Arturo's eyes unfocused.

"You were right when you said I've never taken a life, but your cellmate may not be such a pacifist."

"You're bluffing. Whatever you think I did, you got no proof."

For a moment, a shadow of Batman's grin returned. "No, I do. Let me convince you."

---​

Three minutes earlier.

Wonder Woman landed deftly on the hood of a fancy Lincoln triple-parked in front of the Twelfth Street Arms with her face puckered at the stench. The air in Gotham was acrid and damp, like the entire city was downwind of a tannery. Wonder Woman could understand pollution easily enough in theory, but she was still getting used to it in practice. At least the air was better on the ground, and it would be better still indoors. That is, unless people were smoking. Burnt tobacco and phlegm were also difficult to tolerate. But she would continue forth regardless, for she had a job to do.

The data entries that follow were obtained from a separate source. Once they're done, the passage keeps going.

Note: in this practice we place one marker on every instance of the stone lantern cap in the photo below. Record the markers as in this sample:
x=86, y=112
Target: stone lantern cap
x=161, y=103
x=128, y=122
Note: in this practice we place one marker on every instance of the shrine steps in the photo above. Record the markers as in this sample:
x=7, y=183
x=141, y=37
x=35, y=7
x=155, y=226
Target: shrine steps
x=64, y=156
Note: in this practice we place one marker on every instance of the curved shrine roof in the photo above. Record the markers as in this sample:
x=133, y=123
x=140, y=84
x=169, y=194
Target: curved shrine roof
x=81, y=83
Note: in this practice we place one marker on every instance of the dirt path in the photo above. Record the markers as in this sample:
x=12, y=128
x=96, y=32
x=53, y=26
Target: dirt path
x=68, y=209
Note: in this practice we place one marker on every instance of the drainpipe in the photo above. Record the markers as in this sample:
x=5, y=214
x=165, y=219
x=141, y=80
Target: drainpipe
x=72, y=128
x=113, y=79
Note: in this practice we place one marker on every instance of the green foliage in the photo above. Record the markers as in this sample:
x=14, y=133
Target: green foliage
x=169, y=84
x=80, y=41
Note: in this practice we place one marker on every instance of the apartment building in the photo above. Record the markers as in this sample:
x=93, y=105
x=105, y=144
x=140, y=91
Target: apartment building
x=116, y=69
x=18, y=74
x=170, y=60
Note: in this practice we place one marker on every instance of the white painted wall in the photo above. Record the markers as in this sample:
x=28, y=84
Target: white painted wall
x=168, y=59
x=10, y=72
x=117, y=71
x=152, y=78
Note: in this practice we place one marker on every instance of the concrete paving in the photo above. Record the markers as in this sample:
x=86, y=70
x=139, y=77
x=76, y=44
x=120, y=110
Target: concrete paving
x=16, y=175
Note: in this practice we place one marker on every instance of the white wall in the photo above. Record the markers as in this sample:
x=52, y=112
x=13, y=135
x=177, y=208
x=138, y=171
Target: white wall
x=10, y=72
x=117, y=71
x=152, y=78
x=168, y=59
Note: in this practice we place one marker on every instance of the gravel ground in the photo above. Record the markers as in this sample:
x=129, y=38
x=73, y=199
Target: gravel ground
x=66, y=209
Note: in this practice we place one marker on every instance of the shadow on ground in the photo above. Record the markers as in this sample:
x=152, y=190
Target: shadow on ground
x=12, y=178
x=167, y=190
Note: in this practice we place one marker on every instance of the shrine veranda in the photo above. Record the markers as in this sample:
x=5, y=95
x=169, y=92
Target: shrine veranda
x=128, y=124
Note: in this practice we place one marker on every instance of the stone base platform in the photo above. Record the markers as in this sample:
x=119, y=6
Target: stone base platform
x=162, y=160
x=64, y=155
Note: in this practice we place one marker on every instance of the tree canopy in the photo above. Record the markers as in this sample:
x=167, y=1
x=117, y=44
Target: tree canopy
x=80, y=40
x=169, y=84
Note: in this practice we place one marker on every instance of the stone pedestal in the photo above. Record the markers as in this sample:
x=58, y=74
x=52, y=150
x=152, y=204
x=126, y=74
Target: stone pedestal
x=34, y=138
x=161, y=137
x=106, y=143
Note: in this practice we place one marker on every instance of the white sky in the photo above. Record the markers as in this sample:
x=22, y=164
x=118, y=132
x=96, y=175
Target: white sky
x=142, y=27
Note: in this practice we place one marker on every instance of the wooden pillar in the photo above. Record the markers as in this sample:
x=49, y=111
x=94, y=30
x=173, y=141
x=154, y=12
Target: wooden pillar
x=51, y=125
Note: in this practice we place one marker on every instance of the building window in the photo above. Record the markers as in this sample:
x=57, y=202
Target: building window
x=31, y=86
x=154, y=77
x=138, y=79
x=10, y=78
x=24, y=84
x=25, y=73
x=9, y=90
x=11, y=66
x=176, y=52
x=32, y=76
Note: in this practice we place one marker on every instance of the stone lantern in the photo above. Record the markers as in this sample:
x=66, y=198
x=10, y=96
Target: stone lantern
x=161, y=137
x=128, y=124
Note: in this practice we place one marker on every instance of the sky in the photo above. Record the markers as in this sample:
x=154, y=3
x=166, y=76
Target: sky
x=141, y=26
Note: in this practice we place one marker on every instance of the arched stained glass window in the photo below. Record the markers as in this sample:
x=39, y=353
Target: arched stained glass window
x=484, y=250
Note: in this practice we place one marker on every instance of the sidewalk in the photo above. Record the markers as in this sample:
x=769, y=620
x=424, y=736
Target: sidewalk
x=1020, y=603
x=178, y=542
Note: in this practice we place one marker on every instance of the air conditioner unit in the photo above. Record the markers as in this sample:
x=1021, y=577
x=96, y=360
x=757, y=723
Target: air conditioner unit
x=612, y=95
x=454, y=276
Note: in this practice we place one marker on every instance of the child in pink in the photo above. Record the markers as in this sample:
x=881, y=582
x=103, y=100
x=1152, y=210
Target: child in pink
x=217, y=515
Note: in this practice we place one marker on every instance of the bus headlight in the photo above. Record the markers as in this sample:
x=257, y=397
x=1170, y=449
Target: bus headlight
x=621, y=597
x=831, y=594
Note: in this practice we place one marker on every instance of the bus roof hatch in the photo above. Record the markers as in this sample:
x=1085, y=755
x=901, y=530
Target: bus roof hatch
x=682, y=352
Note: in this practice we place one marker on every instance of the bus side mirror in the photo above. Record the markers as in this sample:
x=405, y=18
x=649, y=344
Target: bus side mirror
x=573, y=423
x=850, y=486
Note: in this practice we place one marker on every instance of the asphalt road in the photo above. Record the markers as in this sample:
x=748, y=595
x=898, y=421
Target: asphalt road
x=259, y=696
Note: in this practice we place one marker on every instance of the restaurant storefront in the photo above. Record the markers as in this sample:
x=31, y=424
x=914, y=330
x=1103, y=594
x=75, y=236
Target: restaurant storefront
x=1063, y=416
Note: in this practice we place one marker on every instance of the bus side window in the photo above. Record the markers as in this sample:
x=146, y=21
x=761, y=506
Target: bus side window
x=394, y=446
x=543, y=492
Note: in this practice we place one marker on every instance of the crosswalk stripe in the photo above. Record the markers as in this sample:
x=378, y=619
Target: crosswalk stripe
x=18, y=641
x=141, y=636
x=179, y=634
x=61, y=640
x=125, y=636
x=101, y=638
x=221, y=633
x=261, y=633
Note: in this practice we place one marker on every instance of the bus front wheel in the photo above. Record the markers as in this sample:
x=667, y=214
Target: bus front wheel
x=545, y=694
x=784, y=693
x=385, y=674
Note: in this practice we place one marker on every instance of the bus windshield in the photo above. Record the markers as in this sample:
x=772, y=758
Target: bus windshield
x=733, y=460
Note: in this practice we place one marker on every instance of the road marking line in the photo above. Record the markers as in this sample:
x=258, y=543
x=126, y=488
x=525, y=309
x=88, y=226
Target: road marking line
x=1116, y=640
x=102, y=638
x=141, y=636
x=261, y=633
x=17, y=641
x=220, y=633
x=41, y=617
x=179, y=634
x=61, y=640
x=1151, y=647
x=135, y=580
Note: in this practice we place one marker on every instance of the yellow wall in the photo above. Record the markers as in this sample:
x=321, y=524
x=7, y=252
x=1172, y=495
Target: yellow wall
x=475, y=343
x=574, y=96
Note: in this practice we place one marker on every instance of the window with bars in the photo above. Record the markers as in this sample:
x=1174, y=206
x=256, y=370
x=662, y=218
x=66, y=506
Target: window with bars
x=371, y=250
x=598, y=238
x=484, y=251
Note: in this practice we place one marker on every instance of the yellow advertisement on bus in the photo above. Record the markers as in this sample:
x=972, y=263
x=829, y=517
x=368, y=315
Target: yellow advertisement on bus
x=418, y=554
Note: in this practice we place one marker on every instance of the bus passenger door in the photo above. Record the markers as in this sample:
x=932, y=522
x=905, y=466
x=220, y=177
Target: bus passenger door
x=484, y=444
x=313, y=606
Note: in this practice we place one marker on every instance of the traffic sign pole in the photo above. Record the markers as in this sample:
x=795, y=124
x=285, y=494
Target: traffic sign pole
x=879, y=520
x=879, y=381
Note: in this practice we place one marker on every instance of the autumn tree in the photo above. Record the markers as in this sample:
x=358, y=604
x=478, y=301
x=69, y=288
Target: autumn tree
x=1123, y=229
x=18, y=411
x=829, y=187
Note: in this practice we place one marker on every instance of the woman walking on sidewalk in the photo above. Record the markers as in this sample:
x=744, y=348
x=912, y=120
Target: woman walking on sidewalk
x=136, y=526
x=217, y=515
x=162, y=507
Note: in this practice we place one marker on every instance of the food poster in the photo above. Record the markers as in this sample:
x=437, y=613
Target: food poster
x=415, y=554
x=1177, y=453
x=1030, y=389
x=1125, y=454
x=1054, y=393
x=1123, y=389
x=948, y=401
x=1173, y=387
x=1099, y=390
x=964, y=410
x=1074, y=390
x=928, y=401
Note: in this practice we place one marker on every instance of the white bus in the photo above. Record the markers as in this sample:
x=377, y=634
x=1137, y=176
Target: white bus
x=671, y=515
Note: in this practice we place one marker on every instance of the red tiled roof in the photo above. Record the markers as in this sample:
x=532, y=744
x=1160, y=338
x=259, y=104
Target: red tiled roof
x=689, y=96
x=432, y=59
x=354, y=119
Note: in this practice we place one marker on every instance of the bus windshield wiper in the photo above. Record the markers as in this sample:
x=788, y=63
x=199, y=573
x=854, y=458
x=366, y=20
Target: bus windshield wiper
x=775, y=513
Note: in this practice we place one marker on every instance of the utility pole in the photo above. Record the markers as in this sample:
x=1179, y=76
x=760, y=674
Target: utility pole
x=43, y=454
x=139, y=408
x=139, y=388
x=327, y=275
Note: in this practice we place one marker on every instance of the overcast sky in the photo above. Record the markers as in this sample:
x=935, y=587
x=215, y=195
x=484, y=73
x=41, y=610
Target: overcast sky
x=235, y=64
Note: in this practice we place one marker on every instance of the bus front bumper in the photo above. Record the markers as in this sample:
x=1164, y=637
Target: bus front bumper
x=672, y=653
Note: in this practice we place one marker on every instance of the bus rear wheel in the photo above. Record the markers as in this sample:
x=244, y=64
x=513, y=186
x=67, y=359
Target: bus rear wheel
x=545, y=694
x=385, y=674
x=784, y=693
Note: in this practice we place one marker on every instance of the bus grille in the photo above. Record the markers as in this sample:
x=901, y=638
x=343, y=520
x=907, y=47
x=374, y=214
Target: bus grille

The receptionist in the lobby was busy smiling at his new twenty-dollar bill when Wonder Woman burst through the entrance in her short blue culottes, red and white boots, red breastplate gilded with an eagle, golden tiara, long silver bracelets, and golden belt carrying a shining cord on her hip. She jogged to the reception desk and leaned forward and planted her hands on it. "Sir, I need your help!"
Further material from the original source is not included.